Saturday, July 25, 2009

Cordillera and Igorot Misconceptions

Why can't others get these things right about the Cordillera and the Igorots? I saw lots of websites, blogs and articles correcting these common misconceptions but it seems some people remain uninformed (or they just prefer to ignore the facts and to remain ignorant?)

First, let's clarify what Igorot means. Igorot is believed to have been originated from the Tagalog term i-gulod, meaning people from the hilltop/upland/mountain (i-n. pref. meaning from + gulod, Tagalog term for hilltop). It now evolved to refer to the people from the Cordillera and Caraballo mountain ranges of Northern Luzon. It is unthinkable how such neutral term evolved and gathered backward and inferior connotations along the way that some Cordillerans don't want to be identified or called Igorots.

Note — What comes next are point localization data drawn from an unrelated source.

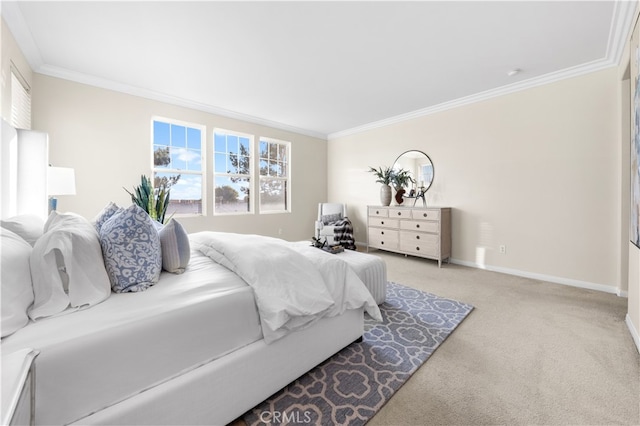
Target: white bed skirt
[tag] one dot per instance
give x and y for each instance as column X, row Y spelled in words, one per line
column 222, row 390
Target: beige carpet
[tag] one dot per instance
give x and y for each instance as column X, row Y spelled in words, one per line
column 530, row 353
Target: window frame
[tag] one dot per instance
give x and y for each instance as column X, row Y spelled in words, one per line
column 203, row 161
column 251, row 175
column 286, row 179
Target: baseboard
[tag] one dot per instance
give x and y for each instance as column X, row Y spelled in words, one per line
column 535, row 276
column 633, row 331
column 543, row 277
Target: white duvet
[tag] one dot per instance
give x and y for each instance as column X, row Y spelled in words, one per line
column 294, row 286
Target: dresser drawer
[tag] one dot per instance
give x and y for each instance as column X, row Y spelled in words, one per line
column 400, row 213
column 421, row 225
column 419, row 243
column 425, row 214
column 383, row 238
column 383, row 222
column 378, row 212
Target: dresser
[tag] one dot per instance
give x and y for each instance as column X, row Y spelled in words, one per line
column 423, row 232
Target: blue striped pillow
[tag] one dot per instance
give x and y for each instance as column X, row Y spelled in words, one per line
column 176, row 251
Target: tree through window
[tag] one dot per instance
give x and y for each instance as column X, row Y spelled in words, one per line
column 177, row 163
column 233, row 163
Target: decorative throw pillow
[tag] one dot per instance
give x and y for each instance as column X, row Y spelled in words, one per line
column 29, row 227
column 67, row 267
column 17, row 290
column 131, row 250
column 106, row 213
column 176, row 251
column 328, row 219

Now, here are some of the misconceptions I often encountered and have to correct and explain again and again:
  1. Igorots have tails. I think this assumption is from the "most ignorant of the ignorants". When I was in college, somebody who learned about my ethnicity asked where my tail is. Instead of harboring self-pity, I felt relief to know that Igorots are not the "stupidiest" people at all. I heard some Igorots discriminating but it did not dropped down to such level of attributing any unusual or abnormal physical traits to a certain group of people. Its astonishing that some do really believe on the existence of people who have tails.
  2. Igorots are short, dark-skinned with curly hairs. There's nothing wrong being an Aeta, Agta or Ati - of being short, dark with curly hair at the same time but such description never fits generally any of the Igorot tribes. I meet some Kalingas and I-Bontocs who can be considered dark-skinned but they are tall and seldom got curly hair. The Kankanaeys maybe short but they are fair to light complexioned.
  3. Igorots still use casually their traditional g-string. Some old folks may use their wanes (g-string) from time to time but I don't think the younger generation will find it appealing to use such for daily wear. Aside from its high price, I find it harder to loop and strap the wanes right than donning a pair of jeans. Nowadays, wanes are used in cultural presentations.
  4. Baguio is Benguet and vice-versa. Correction, Baguio City is a chartered city located in the province of Benguet. Is that clear? If not, go get a map of the Philippines or of Northern Philippines and you will not miss to notice that Baguio is within Benguet.
  5. Strawberry and cut flowers are produced in Baguio City. Sorry, this is wrong. There maybe some flower gardens in Baguio but most cut flowers and strawberry are from La Trinidad, the capital town of Benguet. As for the so called "Baguio vegetables", they are actually from all over Benguet.
I hope that somehow, this post will help enlighten those who don't know much about the Cordillera region and its people. I will surely post more as soon as I sort them out.